Many of us suffer from an overactive life where time just whizzes by at light speed. The more active we are, the longer our to-do list, the more often we realize that time passed us by. Our attention is so frantic. Our minds just can’t keep up.
I’m 100% in this camp. I get on a work treadmill that takes me from farm work to my dayjob to my work with Manna Co-op, and, oh, shouldn’t we try to clean the house sometime? Weeks have gone by like this and I realize it’s already August. We’re already at week 7 and next week is the half-way mark through the CSA season! This has been the pattern for the 12 years I’ve been doing CSA and the experience of many in Minnesota – as soon as the summer starts, you can already see the end. That’s natural.

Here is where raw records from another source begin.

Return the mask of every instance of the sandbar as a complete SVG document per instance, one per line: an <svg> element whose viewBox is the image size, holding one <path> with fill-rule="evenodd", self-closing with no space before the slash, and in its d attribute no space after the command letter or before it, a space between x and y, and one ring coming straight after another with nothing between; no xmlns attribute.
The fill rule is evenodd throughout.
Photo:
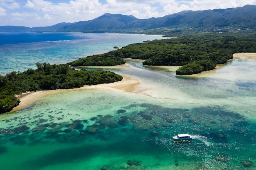
<svg viewBox="0 0 256 170"><path fill-rule="evenodd" d="M238 53L233 55L234 58L240 60L256 60L256 53ZM129 59L128 59L129 60ZM178 75L177 76L188 76L193 77L208 77L209 75L215 73L216 69L224 66L225 64L218 64L213 70L203 71L201 73L192 75ZM128 66L124 64L122 66ZM95 85L84 86L82 87L69 89L58 89L48 91L40 91L36 92L28 92L17 96L20 99L20 104L13 109L9 113L24 109L31 106L35 102L40 98L48 95L54 95L65 91L83 91L89 89L104 89L112 91L116 91L125 93L145 93L146 87L144 87L138 80L132 79L130 77L122 75L123 79L121 81L112 83L97 84ZM139 85L140 85L139 87Z"/></svg>
<svg viewBox="0 0 256 170"><path fill-rule="evenodd" d="M241 60L256 60L256 53L236 53L233 55L234 58Z"/></svg>
<svg viewBox="0 0 256 170"><path fill-rule="evenodd" d="M256 60L256 53L236 53L234 54L233 56L233 59L238 59L239 60ZM209 76L211 74L215 73L216 69L223 67L226 65L226 64L217 64L215 69L207 71L202 71L202 73L198 74L193 74L191 75L177 75L177 76L191 77L207 77Z"/></svg>
<svg viewBox="0 0 256 170"><path fill-rule="evenodd" d="M140 84L139 80L132 78L122 75L123 79L119 82L114 83L100 84L95 85L86 85L79 88L69 89L57 89L47 91L38 91L35 92L28 92L18 96L20 102L17 107L9 112L11 113L14 111L28 108L33 105L40 99L48 95L54 95L66 91L84 91L89 89L104 89L111 91L119 91L125 93L136 93L138 85Z"/></svg>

The problem is that this same pattern plays out across longer time periods. My oldest child, Sylvia, is now 13 years old! I’ve been married 17 years and graduated 23 years ago! What happened? I honestly don’t like these realizations, especially when I conclude that a fevered focus on work has left me with nothing but a blurry recollection of time. I was just moving too fast to soak anything in.
So, how does one slow down time? Presence. This one simple concept is so meaningful and will only grow in importance in our era of distraction (yes, I’m talking to you Facebook user). Our attention is really all we have and I have actively tried to shift mine over the past two years. For me, it’s a practice of getting out of my tunnel vision and redirect my presence on each person or moment. But it is also a practice and I keep on working on it (I didn’t say I was good at it).
At Lida Farm, as example, no matter how much work remains on the list, we take the kids swimming about every other day in the summer. I jump in and cool off for about 5 minutes and then just sit and watch them play. I don’t check email, I don’t try to multitask anything. I just sit there and pay attention to the moment. These hour breaks won’t cause the farm season to fall apart, but they will make the moments which make life worth living.
So, turn off notifications on your phone right now. Drop all un-necessary tasks – do you really care about what your neighbors think about your lawn? Pay attention or you too may realize that life happened quicker than you wanted.
In the box:
- Sweet corn
- Tomato mix
- Bunch of carrots
- Green Pepper
- Islander Purple Pepper
- Zucchini: We took a couple week break from zucchini, but after a little time off, maybe you’all are ready for another.
- Red Potatoes
- Eggplant: Most of you got Japanese eggplant (long, slender type), but some got a traditional Italian style.
- Sweet Onion
- Thai Basil: This has a bit of a liqorice flavor and great in a lot of Asian cooking such as a curry or Thai.
Instead of dumping a single recipe here, I suggest you’all check out this about uses for Thai basil: https://www.seriouseats.com/2014/09/you-should-use-thai-basil-southeast-asian.html There is even a great-looking recipe for that uses both the eggplant in the box with Thai basil. Check it out.
One thought on “How to Slow Down Time”
I drive by your stand more than several times a year. We have had a family cabin on Otter Lake for 53 years. Our slice of heaven and weekend therapy. Just saw the documentary “The Biggest Little Farm”. Also read the piece in today’s Star and Trib about the organic farm down by Rochester. You’re all doing something great, keep it up. I enjoyed reading your perspective on leading a purposeful life. Spot on and appreciated!